Despite the widespread adoption and promising results of SSRS, the optimal dose-fractionation schedule remains an area of active investigation. Previous research, including the landmark RTOG 0631 trial, has established single-fraction 16 Gy as an effective regimen. However, other evidence suggests that a higher radiation dose may lead to more durable local tumor control. This prospective, randomized phase II study, known as the SHINE trial, is designed to formally compare the efficacy and safety of a higher single-fraction dose against the current standard dose.
Study Design and Procedures:
This is a two-arm, parallel-group, randomized, open-label, multi-center study. After providing informed consent and confirming eligibility, participants will be randomly assigned on a 1:1 basis to receive either the standard dose or the high dose of SSRS. The randomization process will incorporate a minimization procedure to ensure balance between the two arms for the key prognostic factor of epidural or paraspinal tumor extension.

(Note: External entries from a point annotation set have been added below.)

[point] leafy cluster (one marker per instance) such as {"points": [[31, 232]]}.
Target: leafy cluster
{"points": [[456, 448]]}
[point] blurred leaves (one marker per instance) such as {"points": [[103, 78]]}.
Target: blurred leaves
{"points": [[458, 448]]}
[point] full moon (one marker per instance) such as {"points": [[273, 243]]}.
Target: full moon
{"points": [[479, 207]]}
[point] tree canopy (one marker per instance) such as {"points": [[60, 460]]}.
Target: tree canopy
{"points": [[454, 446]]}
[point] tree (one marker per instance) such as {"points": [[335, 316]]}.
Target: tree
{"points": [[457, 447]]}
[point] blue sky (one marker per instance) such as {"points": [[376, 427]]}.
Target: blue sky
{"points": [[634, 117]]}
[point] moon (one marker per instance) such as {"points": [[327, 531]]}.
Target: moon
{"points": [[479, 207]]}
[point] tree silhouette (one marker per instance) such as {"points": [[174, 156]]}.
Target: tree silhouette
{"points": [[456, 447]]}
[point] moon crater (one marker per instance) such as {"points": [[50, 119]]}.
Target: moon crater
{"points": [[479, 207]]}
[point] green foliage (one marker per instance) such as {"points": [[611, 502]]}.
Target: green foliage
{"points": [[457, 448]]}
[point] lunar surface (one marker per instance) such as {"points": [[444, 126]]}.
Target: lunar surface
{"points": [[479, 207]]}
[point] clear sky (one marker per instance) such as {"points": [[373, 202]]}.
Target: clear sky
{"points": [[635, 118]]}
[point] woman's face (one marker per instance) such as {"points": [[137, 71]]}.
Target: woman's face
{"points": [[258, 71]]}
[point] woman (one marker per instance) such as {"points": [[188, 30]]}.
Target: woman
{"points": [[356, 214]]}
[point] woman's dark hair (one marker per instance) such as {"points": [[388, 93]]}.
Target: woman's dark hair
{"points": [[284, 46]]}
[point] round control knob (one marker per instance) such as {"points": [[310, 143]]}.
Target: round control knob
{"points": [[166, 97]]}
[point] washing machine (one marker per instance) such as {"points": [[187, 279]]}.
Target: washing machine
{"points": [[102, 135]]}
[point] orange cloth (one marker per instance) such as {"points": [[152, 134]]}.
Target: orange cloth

The core intervention for all participants is a single session of SSRS. The treatment will be meticulously planned using fused CT and MRI scans to accurately delineate the tumor (Gross Tumor Volume, GTV) and the area at potential microscopic risk (Clinical Target Volume, CTV), following international consensus guidelines from the International Spine Radiosurgery Consortium (ISRC). Radiation will be delivered using state-of-the-art techniques (IMRT or VMAT/RapidArc) with rigorous on-board image guidance to ensure accuracy. Strict dose constraints will be applied to protect the spinal cord and other nearby organs at risk.
Follow-up and Data Collection:
Following treatment, all participants will enter a comprehensive follow-up phase lasting up to two years. The schedule includes regular clinical evaluations, neurological assessments, and serial imaging (MRI and/or CT) to monitor treatment response and detect any potential late toxicities. Additionally, participants will complete validated questionnaires to assess changes in pain and health-related quality of life. Blood samples will be collected at baseline for correlative science studies to investigate potential genetic biomarkers (such as DDR2) and circulating factors that may predict treatment response or risk of skeletal side effects. This robust data collection will allow for a thorough comparison of the two treatment regimens.